WHERE? BFI, BFI & Radio Times Television Festival, London

WHEN? 13/4/19

We’re at the BFI & Radio Times Television Festival which is an appropriate location because hit ITV cold case series Unforgotten was born here when writer Chris Lang pitched it to producer Laura Mackie (2nd from left and far right below) over coffee.

  • Read on for reasons including the unlikely inspiration for the central conceit of the series

The show’s original title was 27 Arlington Crescent, after the fictional north London address where the remains of a 17-year-old who disappeared in 1976 are discovered many years later.

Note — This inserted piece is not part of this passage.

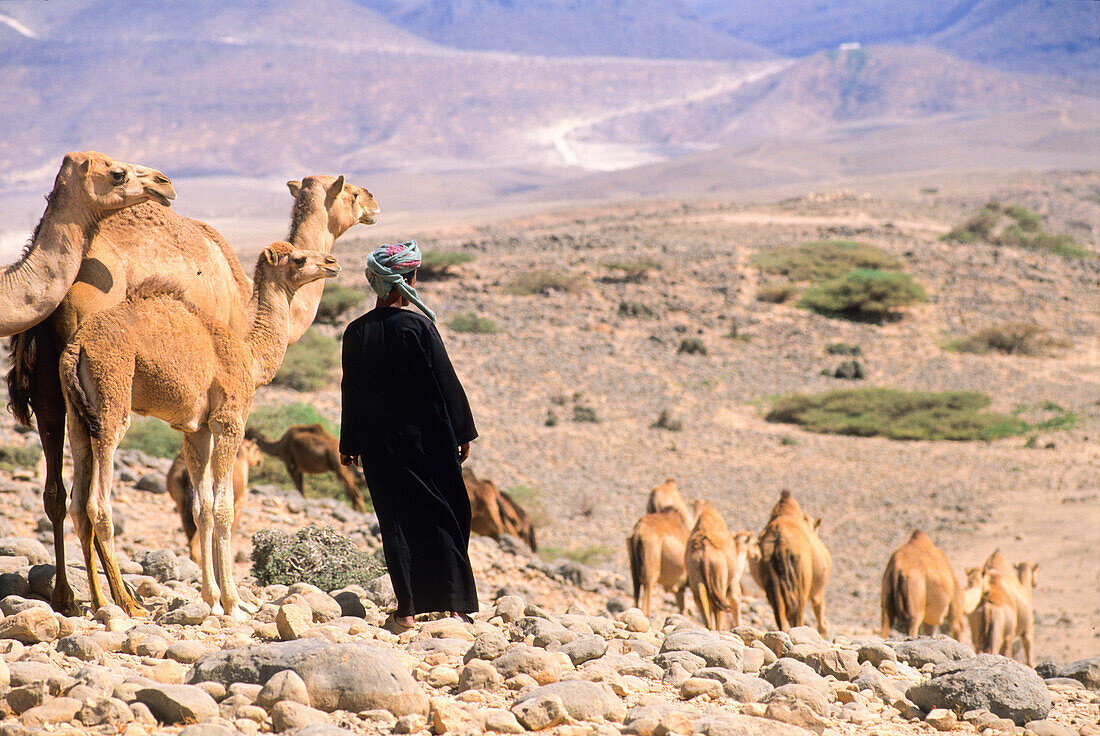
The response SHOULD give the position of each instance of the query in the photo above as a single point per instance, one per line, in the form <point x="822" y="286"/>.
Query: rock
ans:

But the pair decided on a more generic name change when it was felt the series’ central theme, the process of readjustment that must take place when we find out that a friend or colleague is not who we thought they were, could run for longer than 1 season.

Writer Chris Lang explains the idea: ‘I’d been interested in the Stuart Hall case and watching it unfold. Here was a man well known in popular culture who many people had grown up with since the 60s and he’d been accused of something terrible which he had initially denied.’

Nicola Walker (2nd from right below), who plays DCI Cassie Stuart, says: ‘I read the script and thought Chris had captured what was happening in that moment. He’d noticed that icons were falling all round us. That time when you opened the paper and these individuals that you’d been taught to respect were being accused of terrible things. It felt incredibly exciting that someone had spotted that and had put it in a script.’

Partner Sanjeev Bhaskar (centre above), who plays DI Sunny Khan, says: ‘A lot of actors before auditions just find their character in a script and only read those bits. I didn’t do that. I read it from the beginning and found it a real page turner. I went to the audition thinking I wanted to tell Chris how fantastic I thought his script was.’

Lang had decided to do something different with this series and his 2 investigators were, in his words, ‘extraordinary in their ordinariness’. He didn’t want his detectives to require external tropes to make them seem more interesting.

He feels the series acknowledges the toll such work can have on the detectives involved and wanted the trials of each series to be weighing on the main characters as the story progresses.

Walker adds: ‘It seems to me to make perfect sense that someone so good at their job and committed to it would have to pay a cost for that.’

Bhaskar notes that the characteristic needed to be successful in such work, heightened empathy, can also be damaging for those involved.

Walker thinks she’ll never be as lucky again to work on a long running series with the same writer and director.

Lang explains that he had initially thought about doing the 2nd series, which tells a story about child sex abuse and how that affects a whole life, as the 1st. Series 3 was influenced by real events when he went on a disastrous weekend with friends over the millennium new year’s eve.

Producer Mackie explains that she has seen some of the scripts for the 4th series but does not want to know who the killer is this time.

Lang says: ‘It’s about how things can change in a few seconds. How the whole balance of the rest of your life can shift. It’s always about thinking there but for the grace of God go I.’